While limited by short follow-up and absence of hormonal data, prior research indicates that age-related hormonal changes, particularly around menopause, as well as lifestyle factors like physical activity and alcohol intake, may drive ASAT redistribution. One longitudinal study reported that postmenopausal women aged 50–69 gained subcutaneous fat, while those over 70 lost it over 6 years [45]. This likely reflects hormonal shifts during menopause, where falling oestrogen and rising gonadotropins promote fat accumulation, whereas stabilised hormone levels in older women may lead to reduced fat gain [46]. Longer-term studies are needed to better understand these dynamics and the role of chronic disease in ASAT change.

We investigated the risk of incident disease adjusted for relevant anthropometric variables, comparing ASAT volume with ASAT thickness. We demonstrated that the ASAT thickness model outperformed the ASAT volume model for CVD and hypertension in women and for hypertension and T2D in men. We showed that, unlike conventional measures, ASAT thickness revealed more localised fat variations. In men, ASAT thickness variations corresponding to the variations in the bulkiness of the chest and lower abdomen, were positively associated with the risk of hypertension, whereas greater distribution across the hips compared to the waist was associated with a lower risk of hypertension. This reflects previous work, which identified waist-to-hip ratios as critical markers of cardiovascular risk [47, 48]. In women, ASAT thickness variations representing the accumulation of abdominal thickness versus the chest and hips were also significantly associated with risk of cardiometabolic disease, which highlights the importance of fat distribution in metabolic disorders [49]. A higher hip-to-abdominal fat ratio suggests a more favourable fat distribution, potentially reducing cardiometabolic risk factors [50]. Additionally, smaller waist and hip sizes are often linked to lower CVD mortality risk [51] with stronger associations reported in women than in men [52].

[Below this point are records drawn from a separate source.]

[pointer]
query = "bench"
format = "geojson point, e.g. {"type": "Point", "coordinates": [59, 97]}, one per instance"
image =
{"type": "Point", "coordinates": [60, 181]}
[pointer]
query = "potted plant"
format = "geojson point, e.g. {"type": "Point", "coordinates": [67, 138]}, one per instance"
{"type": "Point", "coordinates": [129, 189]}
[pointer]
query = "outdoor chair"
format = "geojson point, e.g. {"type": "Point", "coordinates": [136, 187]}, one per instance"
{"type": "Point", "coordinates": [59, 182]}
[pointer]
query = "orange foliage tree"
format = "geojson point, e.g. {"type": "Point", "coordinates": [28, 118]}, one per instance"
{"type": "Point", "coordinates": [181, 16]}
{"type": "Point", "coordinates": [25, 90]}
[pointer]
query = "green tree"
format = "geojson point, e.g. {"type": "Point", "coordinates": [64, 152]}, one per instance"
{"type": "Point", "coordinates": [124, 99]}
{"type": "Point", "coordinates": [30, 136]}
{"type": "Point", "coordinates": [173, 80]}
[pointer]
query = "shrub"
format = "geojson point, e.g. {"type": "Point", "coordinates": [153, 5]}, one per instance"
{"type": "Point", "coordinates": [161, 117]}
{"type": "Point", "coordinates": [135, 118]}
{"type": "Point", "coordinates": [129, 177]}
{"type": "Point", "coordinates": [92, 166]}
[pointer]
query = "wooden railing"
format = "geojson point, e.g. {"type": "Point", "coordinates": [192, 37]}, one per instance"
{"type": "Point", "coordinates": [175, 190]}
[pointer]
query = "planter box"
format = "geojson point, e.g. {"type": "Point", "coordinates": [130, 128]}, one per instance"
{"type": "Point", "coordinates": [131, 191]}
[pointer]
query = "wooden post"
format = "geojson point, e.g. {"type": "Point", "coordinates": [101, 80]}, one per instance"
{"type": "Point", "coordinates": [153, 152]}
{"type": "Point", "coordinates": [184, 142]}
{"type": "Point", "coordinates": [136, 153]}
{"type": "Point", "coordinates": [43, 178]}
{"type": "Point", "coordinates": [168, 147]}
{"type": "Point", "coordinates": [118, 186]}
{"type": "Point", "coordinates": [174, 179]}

This study has several limitations. Although the UK Biobank offers a large sample, it is subject to selection bias, with participants generally healthier than the broader UK population and predominantly of European ancestry. This, along with the exclusion of younger individuals and more severe cases, may limit the generalisability of our findings [53, 54]. While higher adipose tissue (AT) in women has been linked to reduced dementia risk [55], the low prevalence of such conditions in the cohort limited our ability to detect associations between ASAT thickness and brain health. Future studies should explore these relationships in more detail. Additionally, we excluded ~6,000 participants due to missing anthropometric or lifestyle data, opting not to use multiple imputation in order to minimise model-based bias. The incidence of new type 2 diabetes (T2D) cases during follow-up was low (~0.4%), reducing statistical power for detecting significant associations. Finally, the follow-up period for health outcomes was limited to 4.6 years post-imaging, which may constrain the power of time-to-event analyses.

Conclusions

Our findings support the growing body of literature highlighting the scientific and clinical value of shape analysis in assessing abdominal subcutaneous adipose tissue (ASAT). We identified significant associations between ASAT thickness and disease outcomes, including type 2 diabetes (T2D) and hypertension. Additionally, shape features derived from 3D ASAT morphology were predictive of future disease events, underscoring their prognostic potential. These results demonstrate the utility of morphometric approaches for improving our understanding of fat distribution and its role in disease risk. Such methods may enhance future population-based studies by uncovering links between physiological, genetic, and environmental factors influencing adipose tissue structure and function.